Examples: a.b.0 + c.b.0 and c.b.0 + a.b.0 are strongly bisimilar. Also fix(X = a.b.X) and fix(Y = a.(b.Y + b.Y)) are strongly bisimilar. On the contrary, the processes a(b.0+c.0)b and a.b.0 + a.c.0 are not strongly bisimilar.

### Weak bisimulation

This definition abstracts wrt tau actions. It identifies processes like those given in the specification and the implementation of the two-positions buffer. In the following, given a non-silent action a, P =a=> Q stands for: there exist P' and P'' such that P -->* P' -a-> P''-->* Q, where -->* is the reflexive and transitive closure of the tau-transition. For a tau action, P =tau=> Q represents the case of a sequence of tau-transitions, possibly empty, from P to Q.

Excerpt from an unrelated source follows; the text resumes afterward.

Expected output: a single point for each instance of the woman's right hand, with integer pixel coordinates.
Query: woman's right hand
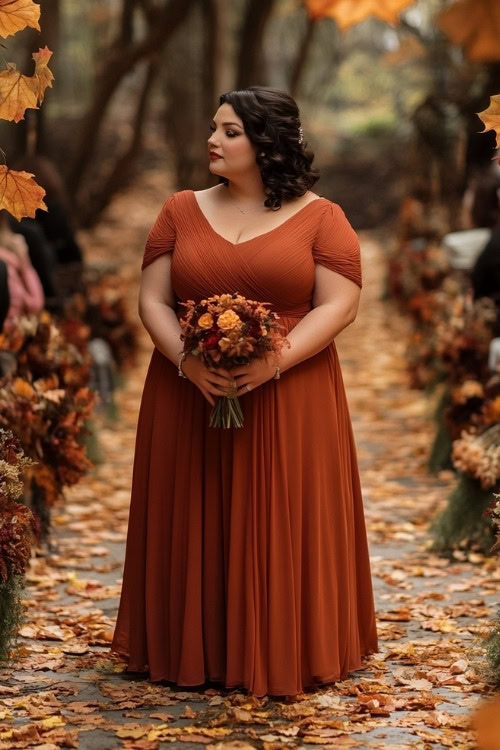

A relation R is a weak bisimulation iff for every two processes P and Q, if (P, Q) is in R, then

• If P -a-> P' then there exists Q' such that Q =a=> Q' and (P', Q') is in R.
• If Q -a-> Q' then there exists P' such that P =a=> P' and (P', Q') is in R.
We will say that two processes P and Q are weakly bisimilar iff there exists a weak bisimulation relation R such that (P,Q) is in R

## Process algebra

Process algebra is the axiomatic approach to process theory. A process algebra is any system of axioms that extablishes a theory of equality over processes.

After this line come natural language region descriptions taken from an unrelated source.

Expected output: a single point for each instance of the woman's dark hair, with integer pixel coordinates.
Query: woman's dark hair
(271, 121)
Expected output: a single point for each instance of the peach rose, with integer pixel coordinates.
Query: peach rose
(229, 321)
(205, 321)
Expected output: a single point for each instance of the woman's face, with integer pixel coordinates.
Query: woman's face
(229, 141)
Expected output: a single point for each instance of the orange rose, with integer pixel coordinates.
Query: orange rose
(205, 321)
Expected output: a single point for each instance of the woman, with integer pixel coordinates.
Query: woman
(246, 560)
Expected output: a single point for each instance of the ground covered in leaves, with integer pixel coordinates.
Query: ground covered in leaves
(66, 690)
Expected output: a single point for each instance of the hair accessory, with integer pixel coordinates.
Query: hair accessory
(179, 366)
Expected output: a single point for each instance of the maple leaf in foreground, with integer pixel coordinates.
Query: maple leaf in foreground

One particularly interesting process algebra is the one that captures the notion of (strong or weak) bisimulation. More precisely, this p.a. consists of a systems of equality axioms Ax such that Ax |= P = Q iff P is bisimilar (weakly bisimilar) to Q. For the axioms we refer to the book of Milner "Communication and Concurrency" Prentice Hall 1989 Chapter 3 and 7.